In light of the recent layoffs at John Deere and its suppliers, how does the agriculture sector rate compared to the rest of the economy that seems to be rebounding? How long can we expect sluggish commodity prices?

Answer: 

As the layoffs suggest, a large part of agriculture, in this case the crop sector of agriculture, has seen a significant reduction in prices and incomes over the past two years. This drop in prices and incomes can mainly be linked to a surge in U.S. and world crop production. Crop supplies have built up and currently exceed crop demands. Stock levels are building and crop prices have fallen. Current projections from USDA indicate that these lower commodity prices may be around for several years to come, going through a slow but steady rebuilding process.
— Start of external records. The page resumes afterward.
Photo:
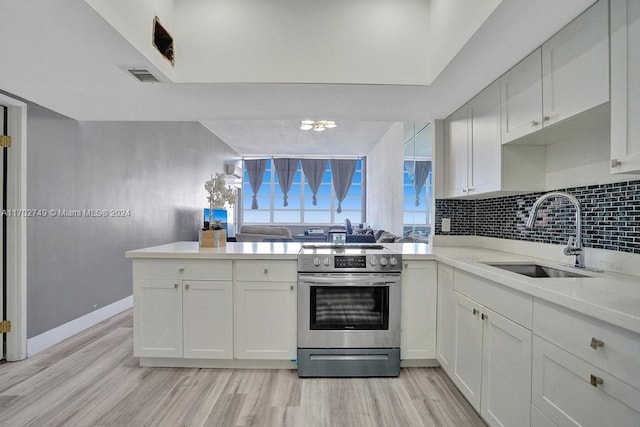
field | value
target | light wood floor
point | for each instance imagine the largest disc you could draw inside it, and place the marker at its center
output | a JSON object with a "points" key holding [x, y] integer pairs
{"points": [[92, 379]]}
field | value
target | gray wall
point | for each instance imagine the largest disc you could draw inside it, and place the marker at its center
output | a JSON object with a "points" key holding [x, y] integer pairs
{"points": [[155, 170]]}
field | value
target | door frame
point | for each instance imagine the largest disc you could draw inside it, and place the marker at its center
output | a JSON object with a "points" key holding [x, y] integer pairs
{"points": [[16, 230]]}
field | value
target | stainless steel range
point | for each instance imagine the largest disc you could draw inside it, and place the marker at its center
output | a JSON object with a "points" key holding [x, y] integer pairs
{"points": [[349, 300]]}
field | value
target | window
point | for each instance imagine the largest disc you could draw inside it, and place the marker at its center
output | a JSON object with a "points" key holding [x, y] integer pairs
{"points": [[417, 218], [300, 209]]}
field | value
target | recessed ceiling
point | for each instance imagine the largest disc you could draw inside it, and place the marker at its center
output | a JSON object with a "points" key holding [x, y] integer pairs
{"points": [[85, 76], [284, 137]]}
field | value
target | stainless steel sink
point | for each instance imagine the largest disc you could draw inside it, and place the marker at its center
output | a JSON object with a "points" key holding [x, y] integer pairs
{"points": [[535, 270]]}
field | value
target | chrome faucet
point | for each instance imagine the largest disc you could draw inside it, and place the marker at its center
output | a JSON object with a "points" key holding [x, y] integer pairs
{"points": [[574, 245]]}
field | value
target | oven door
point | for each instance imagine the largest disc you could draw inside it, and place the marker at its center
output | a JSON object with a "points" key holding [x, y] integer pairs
{"points": [[349, 310]]}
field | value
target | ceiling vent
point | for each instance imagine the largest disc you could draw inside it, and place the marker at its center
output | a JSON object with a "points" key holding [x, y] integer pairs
{"points": [[163, 41], [143, 75]]}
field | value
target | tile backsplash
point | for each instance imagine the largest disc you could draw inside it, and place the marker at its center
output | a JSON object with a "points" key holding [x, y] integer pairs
{"points": [[610, 217]]}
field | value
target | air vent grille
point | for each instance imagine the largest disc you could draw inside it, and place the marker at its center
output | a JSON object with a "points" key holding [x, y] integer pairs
{"points": [[143, 75]]}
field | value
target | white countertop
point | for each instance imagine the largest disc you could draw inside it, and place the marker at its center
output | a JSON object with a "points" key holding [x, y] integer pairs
{"points": [[611, 297], [232, 250]]}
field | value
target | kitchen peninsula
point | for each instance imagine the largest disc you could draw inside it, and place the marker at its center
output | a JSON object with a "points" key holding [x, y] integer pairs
{"points": [[502, 337]]}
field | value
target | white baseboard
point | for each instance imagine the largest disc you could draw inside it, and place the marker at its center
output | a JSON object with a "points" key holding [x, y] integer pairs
{"points": [[54, 336]]}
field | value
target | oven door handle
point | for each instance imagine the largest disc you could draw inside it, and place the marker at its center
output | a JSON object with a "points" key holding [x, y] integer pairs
{"points": [[353, 281]]}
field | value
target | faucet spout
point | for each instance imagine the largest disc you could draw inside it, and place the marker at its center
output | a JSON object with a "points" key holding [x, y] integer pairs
{"points": [[574, 245]]}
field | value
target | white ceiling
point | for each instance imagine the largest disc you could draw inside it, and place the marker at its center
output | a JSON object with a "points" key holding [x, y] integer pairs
{"points": [[64, 56]]}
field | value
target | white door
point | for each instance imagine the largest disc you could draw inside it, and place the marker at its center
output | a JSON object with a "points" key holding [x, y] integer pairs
{"points": [[575, 66], [456, 153], [485, 165], [467, 369], [521, 94], [506, 372], [266, 320], [157, 316], [207, 318], [625, 86], [419, 289]]}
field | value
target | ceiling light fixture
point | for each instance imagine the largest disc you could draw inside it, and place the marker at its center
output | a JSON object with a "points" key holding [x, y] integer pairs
{"points": [[317, 125]]}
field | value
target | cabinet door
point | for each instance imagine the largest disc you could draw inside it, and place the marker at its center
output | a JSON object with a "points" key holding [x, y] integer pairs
{"points": [[506, 371], [521, 95], [419, 287], [467, 364], [446, 318], [575, 66], [157, 318], [571, 392], [456, 153], [485, 155], [266, 320], [208, 319], [625, 86]]}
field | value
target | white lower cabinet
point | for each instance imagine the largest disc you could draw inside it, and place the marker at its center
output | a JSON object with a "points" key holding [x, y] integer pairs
{"points": [[207, 319], [506, 371], [538, 419], [419, 295], [445, 319], [157, 318], [467, 359], [492, 363], [190, 319], [265, 320], [572, 392]]}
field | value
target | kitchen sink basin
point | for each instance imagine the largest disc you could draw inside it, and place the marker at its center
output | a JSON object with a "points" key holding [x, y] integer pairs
{"points": [[535, 270]]}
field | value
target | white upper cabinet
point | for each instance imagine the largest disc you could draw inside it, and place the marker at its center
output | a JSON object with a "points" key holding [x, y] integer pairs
{"points": [[485, 149], [472, 149], [567, 76], [521, 94], [575, 66], [476, 164], [625, 86]]}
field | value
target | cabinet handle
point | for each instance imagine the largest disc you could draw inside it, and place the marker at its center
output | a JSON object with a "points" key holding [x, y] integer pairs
{"points": [[595, 343], [595, 381]]}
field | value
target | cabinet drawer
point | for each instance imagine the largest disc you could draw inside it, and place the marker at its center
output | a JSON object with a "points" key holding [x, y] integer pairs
{"points": [[266, 271], [509, 303], [616, 350], [562, 389], [182, 270]]}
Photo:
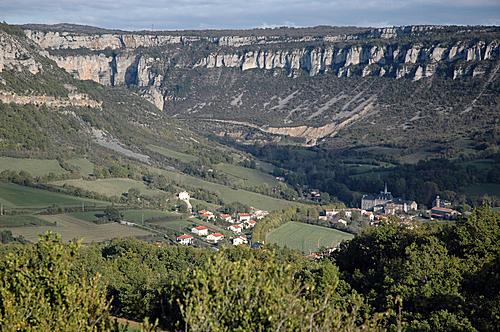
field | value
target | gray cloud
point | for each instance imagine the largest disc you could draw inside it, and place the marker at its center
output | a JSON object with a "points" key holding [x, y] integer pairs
{"points": [[196, 14]]}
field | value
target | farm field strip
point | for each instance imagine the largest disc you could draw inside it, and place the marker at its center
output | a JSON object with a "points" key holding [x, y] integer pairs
{"points": [[71, 228], [109, 187], [227, 194], [306, 237], [16, 196], [36, 167]]}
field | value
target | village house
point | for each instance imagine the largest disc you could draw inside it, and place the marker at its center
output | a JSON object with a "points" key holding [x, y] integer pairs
{"points": [[386, 203], [250, 224], [236, 228], [368, 214], [260, 214], [342, 221], [183, 196], [185, 239], [242, 217], [330, 213], [215, 237], [226, 217], [206, 215], [200, 230], [444, 213], [239, 240]]}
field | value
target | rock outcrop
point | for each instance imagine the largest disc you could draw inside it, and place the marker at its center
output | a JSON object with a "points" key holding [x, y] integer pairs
{"points": [[393, 60], [146, 60], [73, 99], [14, 55]]}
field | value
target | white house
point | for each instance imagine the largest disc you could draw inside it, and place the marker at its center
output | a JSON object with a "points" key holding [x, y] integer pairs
{"points": [[215, 237], [242, 217], [200, 230], [205, 214], [185, 239], [239, 240], [330, 212], [235, 228], [250, 224], [260, 214], [226, 217], [342, 221], [184, 196]]}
Those projections are based on average weather and crop production conditions going forward. Significant weather events, such as a drought or significant flooding, or unexpected surges in demand would speed that price recovery process along. Within the last few years, crop agriculture has moved counter to the rest of the economy. During the last recession, crop agriculture was strong economically as U.S. net farm income posted record highs for several years in a row. Those record returns created the incentive for crop expansion, which ultimately led to the surge in production and the reduction in crop prices. Often within agriculture, we talk about cycles, in production, in prices, etc. The events of the last few years highlight the cyclical nature of agriculture.